Lettre ouverte au Président du Parlement Européen, Monsieur Antonio TAJANI

Monsieur le Président,

En tant que citoyen européen d’origine burundaise, c’est avec une grande considération et un grand honneur que je m’adresse à votre haute autorité pour vous faire part de ma consternation sur des propos outrageants, accusations mensongères et un appel à la déstabilisation d’un Etat souverain partenaire de l’Union Européenne, le Burundi, par un groupe de 13 eurodéputés, en leur tête l’eurodéputé belge Monsieur Louis MICHEL, dans ce qu’ils viennent d’appeler « La carte blanche sur la situation au Burundi ». Mon intention est avant tout de vous dresser brièvement le tableau chronologique de la situation du Burundi afin de soulever les tenants et les aboutissants de l’acharnement de ces eurodéputés; et surtout pourquoi le Burundi mérite d’être soutenu davantage en tant que partenaire historique de l’Union Européenne.

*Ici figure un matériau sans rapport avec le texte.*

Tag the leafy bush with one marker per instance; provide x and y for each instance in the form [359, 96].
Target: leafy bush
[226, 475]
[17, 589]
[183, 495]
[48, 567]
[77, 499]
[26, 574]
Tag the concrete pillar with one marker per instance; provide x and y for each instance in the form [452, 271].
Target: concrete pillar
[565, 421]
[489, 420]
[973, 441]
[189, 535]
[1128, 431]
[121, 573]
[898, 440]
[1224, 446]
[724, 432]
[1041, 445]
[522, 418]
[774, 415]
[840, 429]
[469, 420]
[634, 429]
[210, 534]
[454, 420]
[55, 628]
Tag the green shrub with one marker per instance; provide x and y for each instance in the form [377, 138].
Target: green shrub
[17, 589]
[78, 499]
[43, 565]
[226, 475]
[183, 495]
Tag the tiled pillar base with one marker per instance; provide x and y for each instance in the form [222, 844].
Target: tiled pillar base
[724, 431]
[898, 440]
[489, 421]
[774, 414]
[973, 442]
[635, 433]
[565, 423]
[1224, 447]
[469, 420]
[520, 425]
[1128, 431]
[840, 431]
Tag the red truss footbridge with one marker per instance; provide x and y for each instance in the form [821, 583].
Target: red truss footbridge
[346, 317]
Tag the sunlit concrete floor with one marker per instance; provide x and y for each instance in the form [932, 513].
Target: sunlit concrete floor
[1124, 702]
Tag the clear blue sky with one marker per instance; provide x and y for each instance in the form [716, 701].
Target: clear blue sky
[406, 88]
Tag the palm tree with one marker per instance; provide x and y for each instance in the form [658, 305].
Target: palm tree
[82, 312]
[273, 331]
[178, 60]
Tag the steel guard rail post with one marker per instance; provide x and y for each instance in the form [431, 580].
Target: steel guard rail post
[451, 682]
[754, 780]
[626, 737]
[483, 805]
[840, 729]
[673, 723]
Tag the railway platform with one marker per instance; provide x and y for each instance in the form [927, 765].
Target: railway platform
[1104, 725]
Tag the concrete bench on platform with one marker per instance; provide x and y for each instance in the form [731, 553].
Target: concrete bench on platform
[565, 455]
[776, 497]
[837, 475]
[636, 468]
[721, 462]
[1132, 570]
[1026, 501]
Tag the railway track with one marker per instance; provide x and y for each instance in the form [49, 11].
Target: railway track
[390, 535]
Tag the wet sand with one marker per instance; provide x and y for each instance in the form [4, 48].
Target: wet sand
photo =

La raison d’être de l’Union Européenne est la paix. Le Parlement Européen constituant l’une des trois maisons de cette Union, ne peut en aucun cas se soustraire à cette valeur, qui par ailleurs demeure une ultime aspiration pour tous les peuples du monde. Au moment où cet acquis y a été chèrement préservé depuis des décennies, le combat reste très long dans certains pays partenaires de l’Union Européenne, en l’occurrence africains ; et ce, suite aux turbulences dans le système international. Le Burundi n’a jamais été une exception. Depuis l’accession à son indépendance en 1962, le Burundi n’a cessé de payer les frais de ces turbulences. En même temps l’Union Européenne a été toujours aux côtés des Burundais pour se relever des défis qui en découlent, soit à travers un partenariat collectif (Accord de Cotonou) soit directement (par exemple le soutien au processus et aux Accords d’Arusha pour la Paix et la Réconciliation, et leur consolidation).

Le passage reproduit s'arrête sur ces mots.